Enhanced Driver’s Licenses Coming Your Way…

In a recent press release (May ’08) DHS announced that it was pursuing development of alternative documents to meet Western Hemisphere Travel Initiative (WHTI) implementation requirements at land and sea ports of entry.

DHS is encouraging individual states to enhance their driver’s licenses and identification documents to satisfy both WHTI requirements and the changes in international land/sea travel document procedures which began on January 31, 2008. These enhanced documents will denote both identity and citizenship, be issued in a secure process, and include technology that facilitates travel.

WHTI stems from a 9/11 Commission recommendation mandated in the Intelligence Reform and Terrorism Prevention Act of 2004. The law requires all travelers, including U.S. and Canadian citizens, to have a secure, verifiable document that denotes both identity and citizenship for entry into the United States.

DHS has worked to align REAL ID and EDL requirements. EDLs that are developed consistent with the requirements of REAL ID can be used for official purposes such as accessing a Federal facility, boarding Federally-regulated commercial aircraft, and entering nuclear power plants.

Although the goal of enhancing identification security is shared by both programs, there are some distinctions. While the REAL ID requires proof of legal status in the U.S., the state issued EDL will require that the card holder be a U.S. citizen. The EDL will also serve as a limited-use international travel document.

The purpose of REAL ID is to establish minimum standards for state-issued driver’s licenses and identification cards to be accepted for official purposes. When presenting a driver’s license for official purposes such as accessing Federal facilities, boarding Federally-regulated commercial aircraft, or entering nuclear power plants, it must be a driver’s license that is compliant with the REAL ID regulation.

In leveraging technologies for border security and facilitation of legitimate global travel, DHS is mindful of privacy concerns, and is committed to adhering to strict privacy standards. As most privacy and security professionals recommend, the vicinity RFID enabled WHTI-compliant documents will incorporate several layers of privacy mitigations.

For those who will be travelling (internationally) this summer…

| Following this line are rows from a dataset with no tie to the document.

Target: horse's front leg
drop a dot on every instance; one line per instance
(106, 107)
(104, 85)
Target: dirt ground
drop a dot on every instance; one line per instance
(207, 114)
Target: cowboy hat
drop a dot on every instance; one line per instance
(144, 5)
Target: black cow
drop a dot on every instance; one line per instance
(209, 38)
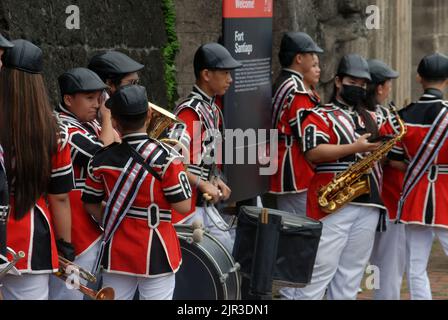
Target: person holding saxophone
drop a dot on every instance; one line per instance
(336, 137)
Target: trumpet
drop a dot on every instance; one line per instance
(64, 264)
(161, 119)
(104, 294)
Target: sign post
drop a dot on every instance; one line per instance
(247, 34)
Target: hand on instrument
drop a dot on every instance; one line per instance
(66, 249)
(212, 191)
(225, 190)
(103, 112)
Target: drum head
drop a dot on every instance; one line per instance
(197, 278)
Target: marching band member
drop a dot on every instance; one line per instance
(389, 249)
(141, 180)
(4, 194)
(424, 198)
(293, 93)
(81, 102)
(37, 160)
(116, 69)
(5, 44)
(202, 118)
(335, 136)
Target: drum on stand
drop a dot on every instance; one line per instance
(208, 270)
(297, 248)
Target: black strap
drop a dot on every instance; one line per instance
(138, 157)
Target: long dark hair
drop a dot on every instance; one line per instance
(29, 136)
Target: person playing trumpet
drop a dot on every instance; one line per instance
(212, 66)
(81, 103)
(141, 181)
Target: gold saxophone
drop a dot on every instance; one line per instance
(354, 181)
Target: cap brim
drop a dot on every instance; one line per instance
(229, 64)
(315, 49)
(108, 103)
(132, 67)
(5, 43)
(360, 74)
(392, 74)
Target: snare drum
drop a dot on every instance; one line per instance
(208, 271)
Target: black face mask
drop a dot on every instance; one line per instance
(353, 95)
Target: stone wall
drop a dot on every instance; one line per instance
(409, 30)
(430, 33)
(134, 27)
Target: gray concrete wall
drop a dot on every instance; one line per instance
(134, 27)
(409, 30)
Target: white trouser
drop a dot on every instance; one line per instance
(292, 203)
(419, 241)
(25, 287)
(160, 288)
(389, 255)
(343, 253)
(60, 290)
(213, 223)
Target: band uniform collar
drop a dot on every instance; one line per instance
(66, 111)
(342, 105)
(297, 73)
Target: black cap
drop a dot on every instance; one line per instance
(355, 66)
(298, 42)
(380, 72)
(24, 56)
(129, 101)
(214, 56)
(434, 67)
(5, 43)
(80, 80)
(111, 64)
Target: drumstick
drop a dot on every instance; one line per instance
(208, 197)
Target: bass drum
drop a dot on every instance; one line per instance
(208, 271)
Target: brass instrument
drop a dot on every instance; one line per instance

Whether you are a U.S. citizen or foreign national, if you have plans to travel outside the United States this summer, please be prepared, particularly if you do not travel frequently beyond our borders.

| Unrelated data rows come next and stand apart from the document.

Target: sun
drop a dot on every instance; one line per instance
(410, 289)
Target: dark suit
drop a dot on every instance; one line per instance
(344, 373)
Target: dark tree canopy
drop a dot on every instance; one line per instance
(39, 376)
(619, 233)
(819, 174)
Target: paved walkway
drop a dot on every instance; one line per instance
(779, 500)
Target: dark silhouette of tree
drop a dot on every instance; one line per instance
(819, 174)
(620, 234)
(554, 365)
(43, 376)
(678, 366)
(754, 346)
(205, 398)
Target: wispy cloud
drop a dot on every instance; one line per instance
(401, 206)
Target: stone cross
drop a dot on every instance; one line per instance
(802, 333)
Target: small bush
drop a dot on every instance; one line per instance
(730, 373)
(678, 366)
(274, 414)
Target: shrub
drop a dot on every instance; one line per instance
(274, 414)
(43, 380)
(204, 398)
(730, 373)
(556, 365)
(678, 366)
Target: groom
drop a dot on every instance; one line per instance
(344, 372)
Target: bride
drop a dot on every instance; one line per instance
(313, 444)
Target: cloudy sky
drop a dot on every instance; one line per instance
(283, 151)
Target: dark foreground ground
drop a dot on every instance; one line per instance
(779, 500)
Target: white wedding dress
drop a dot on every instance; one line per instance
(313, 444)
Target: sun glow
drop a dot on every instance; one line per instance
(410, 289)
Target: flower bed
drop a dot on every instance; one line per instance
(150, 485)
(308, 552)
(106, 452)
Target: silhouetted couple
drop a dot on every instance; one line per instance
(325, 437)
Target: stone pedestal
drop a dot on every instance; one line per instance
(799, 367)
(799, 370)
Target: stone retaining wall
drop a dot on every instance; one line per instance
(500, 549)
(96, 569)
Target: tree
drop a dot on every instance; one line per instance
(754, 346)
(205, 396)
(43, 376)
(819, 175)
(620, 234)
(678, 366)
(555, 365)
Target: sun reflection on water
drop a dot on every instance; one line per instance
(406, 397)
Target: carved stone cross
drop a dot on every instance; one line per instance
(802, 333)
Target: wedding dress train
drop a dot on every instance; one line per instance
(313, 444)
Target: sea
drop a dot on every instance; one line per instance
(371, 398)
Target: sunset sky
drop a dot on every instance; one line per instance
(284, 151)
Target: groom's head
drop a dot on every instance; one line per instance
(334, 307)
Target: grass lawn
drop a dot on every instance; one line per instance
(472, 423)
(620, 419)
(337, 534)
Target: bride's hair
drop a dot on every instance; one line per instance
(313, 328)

Be aware of documentation requirements and make sure you and those travelling with you comply with them. Make sure your photo identification is up-to-date. Is your driver license in order? Are you required to present a passport? Is your passport still valid? Does your passport comply with current documentation standards? Do you require a visa to enter the foreign destination? Do you have a valid visa to re-enter the United States, if you a required to have one?

A day before your scheduled departure for your vacation destination is a little late to realize that some aspect of your vital documentation is not in order. My recommendation is, particularly with foreign nationals living in the United States, check with an immigration lawyer, like myself.

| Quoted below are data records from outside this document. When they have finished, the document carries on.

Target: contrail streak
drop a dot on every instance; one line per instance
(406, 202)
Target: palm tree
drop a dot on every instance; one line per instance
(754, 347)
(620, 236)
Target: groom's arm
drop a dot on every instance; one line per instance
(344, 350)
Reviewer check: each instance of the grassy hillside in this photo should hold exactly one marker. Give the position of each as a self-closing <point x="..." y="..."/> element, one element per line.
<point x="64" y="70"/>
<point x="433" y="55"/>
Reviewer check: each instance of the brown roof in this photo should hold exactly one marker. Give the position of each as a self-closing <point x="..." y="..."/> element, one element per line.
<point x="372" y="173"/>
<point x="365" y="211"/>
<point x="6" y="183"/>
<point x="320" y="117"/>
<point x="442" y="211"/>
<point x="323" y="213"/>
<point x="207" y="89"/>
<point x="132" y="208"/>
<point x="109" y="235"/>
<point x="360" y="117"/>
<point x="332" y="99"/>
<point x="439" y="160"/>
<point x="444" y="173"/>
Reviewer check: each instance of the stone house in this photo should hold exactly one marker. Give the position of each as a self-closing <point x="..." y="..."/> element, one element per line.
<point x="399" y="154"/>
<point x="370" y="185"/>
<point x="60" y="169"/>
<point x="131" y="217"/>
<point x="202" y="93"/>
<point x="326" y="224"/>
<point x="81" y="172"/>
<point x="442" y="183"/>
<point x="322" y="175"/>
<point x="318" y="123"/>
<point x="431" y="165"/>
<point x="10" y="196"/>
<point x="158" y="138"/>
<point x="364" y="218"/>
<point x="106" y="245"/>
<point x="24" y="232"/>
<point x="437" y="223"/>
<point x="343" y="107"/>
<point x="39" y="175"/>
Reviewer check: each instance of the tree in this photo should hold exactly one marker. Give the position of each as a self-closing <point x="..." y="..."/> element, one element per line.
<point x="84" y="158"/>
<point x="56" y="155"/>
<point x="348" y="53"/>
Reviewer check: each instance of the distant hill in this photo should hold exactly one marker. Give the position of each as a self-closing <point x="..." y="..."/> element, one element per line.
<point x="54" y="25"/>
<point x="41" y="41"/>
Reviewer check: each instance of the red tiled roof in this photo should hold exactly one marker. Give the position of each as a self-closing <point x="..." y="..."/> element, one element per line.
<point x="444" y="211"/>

In the case of U.S. citizens travelling overseas (esp. for “first-timers”), the U.S. State Department website (http://travel.state.gov/) contains a myriad of helpful information for Americans engaging in foreign travel. Also, the State Department recommends that U.S. citizens register with the local U.S. Embassy or Consulate at their vacation destination.

You may also want to check USCIS and State Department sources on travelling to Canada, Mexico and the Caribbean, as there are special provisions under the so-called “Western Hemisphere Travel Initiative” (WHTI), requiring all travelers to present a passport or other document that denotes identity and citizenship when entering the U.S.

The goal of the initiative is to strengthen U.S. border security while facilitating entry for U.S. citizens and legitimate foreign visitors by providing standardized documentation that enables the Department of Homeland Security to quickly and reliably identify a traveler.